Главнокомандующим Москвы в то время был неустрашимый (согласно легенде) граф Петр Семенович Салтыков. Знаменитость свою он обрел в Семилетнюю войну. Рассказывали, что фельдмаршал расхаживал поверх редутов и отмахивался от летавших вокруг ядер хлыстиком.
Теперь же сей воин не выказал прежней удали. Едва началась чума, как он, забыв свой долг, в смятении бежал из Москвы в свою родовую деревню. Дурному примеру последовали гражданский губернатор, комендант, полицмейстеры.
Город, брошенный на произвол судьбы, являл страшное зрелище. Как писал очевидец, «чернь предалась буйству, насилиям, грабежам. Пошел слух, что болезнь нарочно распространяют лекаря. Тогда заболевших стали прятать, не сообщать об оных. Кабаки были наполнены негодяями, и пьяные, выходя оттуда, заражали один другого. Повсюду валялись незахороненные трупы. Мародеры бросались на них, ища деньги и прочую добычу, но находили для себя лишь неминуемую смерть».
Мать и отец Насти, верно служившие своим господам, охраняя их покой и безопасность, тоже заболели и в страшных муках на глазах дочурки скончались. Их хозяева с покойными поступили просто: приказали выбросить трупы на дорогу.

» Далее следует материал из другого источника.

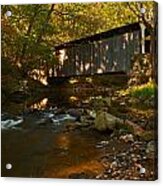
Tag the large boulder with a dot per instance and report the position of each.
(104, 121)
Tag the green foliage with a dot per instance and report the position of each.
(30, 34)
(144, 91)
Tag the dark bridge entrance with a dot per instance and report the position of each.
(107, 52)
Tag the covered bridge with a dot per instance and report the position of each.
(106, 52)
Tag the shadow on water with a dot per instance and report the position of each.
(45, 151)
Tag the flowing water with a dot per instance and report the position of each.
(40, 139)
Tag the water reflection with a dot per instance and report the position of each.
(41, 105)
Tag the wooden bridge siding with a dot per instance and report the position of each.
(98, 56)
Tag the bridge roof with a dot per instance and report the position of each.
(100, 36)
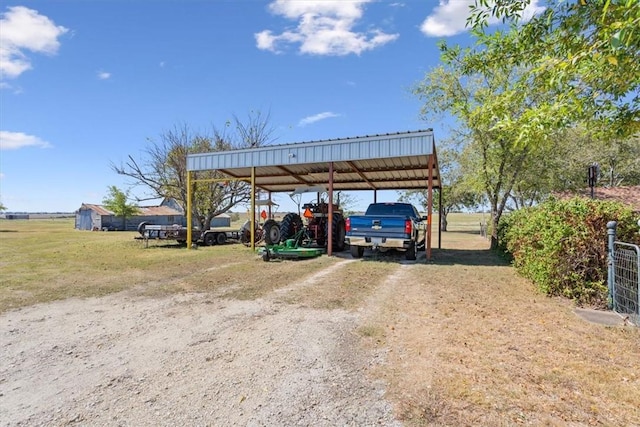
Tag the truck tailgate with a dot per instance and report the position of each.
(379, 226)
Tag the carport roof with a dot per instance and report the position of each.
(393, 161)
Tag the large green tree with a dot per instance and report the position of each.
(117, 201)
(492, 158)
(584, 52)
(456, 195)
(162, 170)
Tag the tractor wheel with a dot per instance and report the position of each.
(357, 251)
(221, 238)
(412, 252)
(209, 239)
(271, 232)
(141, 227)
(291, 224)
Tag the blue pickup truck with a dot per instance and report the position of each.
(386, 226)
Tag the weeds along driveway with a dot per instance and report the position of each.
(461, 340)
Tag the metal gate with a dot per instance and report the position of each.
(625, 292)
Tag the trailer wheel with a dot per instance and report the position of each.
(271, 232)
(209, 239)
(412, 252)
(141, 227)
(291, 224)
(357, 251)
(338, 232)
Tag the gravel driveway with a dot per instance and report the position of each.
(188, 359)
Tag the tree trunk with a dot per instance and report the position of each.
(443, 222)
(495, 218)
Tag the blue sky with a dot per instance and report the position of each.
(84, 84)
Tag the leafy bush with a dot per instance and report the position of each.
(562, 245)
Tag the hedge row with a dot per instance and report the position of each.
(562, 245)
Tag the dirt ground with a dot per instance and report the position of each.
(189, 359)
(462, 341)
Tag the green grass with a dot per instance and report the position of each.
(46, 260)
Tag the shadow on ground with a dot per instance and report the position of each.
(467, 257)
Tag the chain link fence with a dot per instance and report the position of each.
(626, 281)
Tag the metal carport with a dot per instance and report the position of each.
(394, 161)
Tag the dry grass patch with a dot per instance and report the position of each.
(471, 343)
(347, 287)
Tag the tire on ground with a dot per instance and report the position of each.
(337, 232)
(411, 253)
(290, 225)
(221, 238)
(357, 251)
(209, 239)
(142, 226)
(271, 232)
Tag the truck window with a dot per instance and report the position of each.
(390, 209)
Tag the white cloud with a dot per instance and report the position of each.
(17, 140)
(316, 118)
(325, 27)
(450, 17)
(25, 30)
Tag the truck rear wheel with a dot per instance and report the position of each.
(357, 251)
(209, 239)
(221, 238)
(291, 224)
(412, 252)
(271, 232)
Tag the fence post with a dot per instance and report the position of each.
(611, 233)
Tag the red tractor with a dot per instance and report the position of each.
(316, 228)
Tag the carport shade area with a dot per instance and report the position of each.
(394, 161)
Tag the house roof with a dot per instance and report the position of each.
(629, 195)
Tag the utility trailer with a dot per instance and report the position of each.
(213, 236)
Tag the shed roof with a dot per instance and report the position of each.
(628, 195)
(142, 210)
(378, 162)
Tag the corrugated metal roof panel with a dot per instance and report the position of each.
(389, 161)
(347, 149)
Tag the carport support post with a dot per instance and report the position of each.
(611, 234)
(429, 206)
(253, 208)
(330, 219)
(440, 218)
(189, 234)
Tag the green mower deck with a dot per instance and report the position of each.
(285, 252)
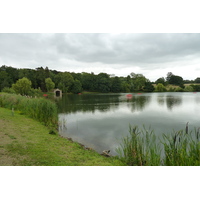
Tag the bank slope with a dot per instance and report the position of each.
(26, 142)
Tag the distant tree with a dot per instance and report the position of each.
(49, 84)
(22, 86)
(76, 87)
(161, 80)
(160, 88)
(137, 82)
(4, 80)
(176, 80)
(115, 84)
(196, 88)
(148, 87)
(197, 80)
(64, 81)
(103, 81)
(188, 88)
(169, 75)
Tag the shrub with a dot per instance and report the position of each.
(40, 109)
(142, 147)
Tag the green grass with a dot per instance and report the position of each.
(143, 148)
(26, 142)
(41, 109)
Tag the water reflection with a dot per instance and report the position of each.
(103, 103)
(172, 101)
(161, 100)
(99, 121)
(138, 103)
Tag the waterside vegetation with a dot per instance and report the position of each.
(143, 148)
(26, 142)
(41, 109)
(30, 81)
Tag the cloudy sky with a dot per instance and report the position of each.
(152, 55)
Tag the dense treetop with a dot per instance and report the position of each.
(45, 79)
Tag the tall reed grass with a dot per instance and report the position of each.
(41, 109)
(143, 148)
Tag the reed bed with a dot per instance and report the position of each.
(43, 110)
(143, 148)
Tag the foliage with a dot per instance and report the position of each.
(8, 90)
(188, 88)
(49, 84)
(160, 88)
(148, 87)
(197, 80)
(142, 147)
(30, 144)
(89, 82)
(76, 87)
(179, 89)
(22, 86)
(64, 81)
(41, 109)
(161, 80)
(196, 88)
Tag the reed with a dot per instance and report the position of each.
(143, 148)
(41, 109)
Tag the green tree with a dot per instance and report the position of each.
(22, 86)
(148, 87)
(160, 88)
(115, 84)
(76, 87)
(64, 81)
(104, 83)
(4, 80)
(197, 80)
(161, 80)
(188, 88)
(176, 80)
(49, 84)
(138, 81)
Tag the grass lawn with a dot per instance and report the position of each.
(26, 142)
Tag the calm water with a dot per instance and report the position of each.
(99, 121)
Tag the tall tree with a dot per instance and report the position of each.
(22, 86)
(49, 84)
(64, 81)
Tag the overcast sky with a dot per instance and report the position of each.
(153, 55)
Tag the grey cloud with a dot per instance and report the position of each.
(127, 48)
(109, 52)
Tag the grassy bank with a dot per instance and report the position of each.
(40, 109)
(26, 142)
(143, 148)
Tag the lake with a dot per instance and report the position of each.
(99, 121)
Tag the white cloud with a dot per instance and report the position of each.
(152, 55)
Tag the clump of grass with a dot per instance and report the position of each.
(140, 148)
(144, 148)
(41, 109)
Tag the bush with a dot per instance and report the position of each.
(160, 88)
(40, 109)
(8, 90)
(188, 88)
(142, 147)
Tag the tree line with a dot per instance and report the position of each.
(44, 79)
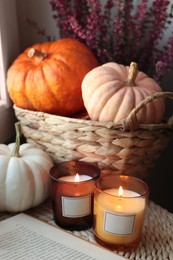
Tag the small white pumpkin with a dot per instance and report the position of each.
(24, 175)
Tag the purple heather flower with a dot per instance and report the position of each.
(120, 30)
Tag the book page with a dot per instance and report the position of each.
(25, 238)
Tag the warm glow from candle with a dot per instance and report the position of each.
(76, 178)
(120, 191)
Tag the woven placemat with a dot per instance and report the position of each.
(157, 240)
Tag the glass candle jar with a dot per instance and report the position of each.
(119, 209)
(73, 185)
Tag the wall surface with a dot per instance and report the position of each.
(38, 11)
(161, 176)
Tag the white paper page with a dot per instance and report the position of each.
(26, 238)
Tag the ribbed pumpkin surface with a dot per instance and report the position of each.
(109, 94)
(49, 79)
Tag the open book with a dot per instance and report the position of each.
(25, 238)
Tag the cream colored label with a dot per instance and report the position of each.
(75, 207)
(119, 224)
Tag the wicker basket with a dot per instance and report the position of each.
(126, 147)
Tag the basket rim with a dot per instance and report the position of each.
(123, 126)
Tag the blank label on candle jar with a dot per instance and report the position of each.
(73, 207)
(119, 224)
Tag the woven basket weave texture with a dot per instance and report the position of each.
(113, 148)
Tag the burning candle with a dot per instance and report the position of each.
(72, 194)
(119, 209)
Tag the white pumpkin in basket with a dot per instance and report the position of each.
(24, 175)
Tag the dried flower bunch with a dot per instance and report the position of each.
(120, 30)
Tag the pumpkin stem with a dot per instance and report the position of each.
(38, 55)
(133, 71)
(16, 148)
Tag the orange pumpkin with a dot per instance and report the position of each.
(48, 76)
(112, 90)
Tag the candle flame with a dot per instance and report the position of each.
(120, 191)
(76, 179)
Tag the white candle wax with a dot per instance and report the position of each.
(71, 178)
(119, 219)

Случай был не единичным. Так что 26 августа 1771 года императрица Екатерина II обнародовала указ: «Известно Ее Императорскому Величеству стало, что некоторые обыватели в Москве, избегая докторских осмотров, не только утаивают больных, но и умерших выкидывают на публичные места. Такое злостное поведение навлекает на все общество наибедственнейшие опасности… Если кто в таком преступлении будет открыт и изобличен, таковой без всякого милосердия будет отдан вечно в каторжную работу. О чем сим и публикуется».
Каждому свое
На Парамоновых кто-то донес. Не миновать бы родителям капитана лишения всех прав состояния и каторжного лиха (указы у нас и прежде на первых порах рьяно исполнялись), да сами они в остроге заразились чумой и отдали богу душу. А дело шло к своему концу, чума на Москве уже прекращалась. Капитан продал свой московский домик, девочку-сироту вместе со своей старой няней забрал в Питер.
Няня вполне заменила мать, была с девочкой нежна и заботлива. Она часто повторяла: «Дети — это посланцы Божьи, кто их обидит, того Господь покарает!»
Но вот грянула новая беда — в одночасье померла няня, ее похоронили на Смоленском кладбище. Теперь Настя стала заменять няню, стирая капитану белье, бегая по лавкам, готовя провизию.
И вот капитан не без сожаления прощался со своей малолетней рабыней. В его загрубелом сердце вдруг родилось раскаяние. Оставшись один, Парамонов проклинал — в который раз! — свою несчастную страсть к игре, скрежетал зубами:
— Фу, мерзость! Как я не мог видеть всей гадости моего поступка — проиграть сироту черт знает кому! Ведь этот майор какой-то отщепенец, он не нашей веры, на иконы не молится. Изувер немецкий!